If on my day of judgement I have to stand before God and He tells me that it wasn’t supposed to be this way, that upon seeing that father with his two bags full of his dead son I should have immediately surrendered and preferred my own death to fighting, then I think he will be more likely to forgive my ignorance than my avarice. If I can tell Him I tried my hardest to see what was right and that I did my best to build the best road to the best future, and never forgot the tragedy of snuffing out each little spark of His light… then maybe He will understand.
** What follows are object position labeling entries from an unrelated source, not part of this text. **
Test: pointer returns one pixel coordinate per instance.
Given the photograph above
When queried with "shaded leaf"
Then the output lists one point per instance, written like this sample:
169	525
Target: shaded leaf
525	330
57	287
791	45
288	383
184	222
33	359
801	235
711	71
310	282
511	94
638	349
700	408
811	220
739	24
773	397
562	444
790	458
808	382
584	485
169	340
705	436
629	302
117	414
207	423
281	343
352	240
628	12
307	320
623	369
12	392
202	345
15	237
I’m going to try to write some more essays on the subject of violent human conflict over the coming days. We’re moving into a world where a lot of things are becoming possible that weren’t possible before. We can’t keep thinking of these things the same way we always have. The next essay on the subject will be called “One Hundred Million Flying Handguns.”
I wish you had Netanyahu’s ear. This is so wise and Israel is fucking it up so badly because it is blind with rage. Bending the extelligent web of your enemy and those that might join your enemy (not all Arab Palestinians think like Hamas) is the only way forward.
I want to find a way to give your thoughts a greater megaphone. Most everything I have read since 10/7 is useless or bullshit compared to what you just wrote. Killing for a just cause REQUIRES that you mourn your enemy.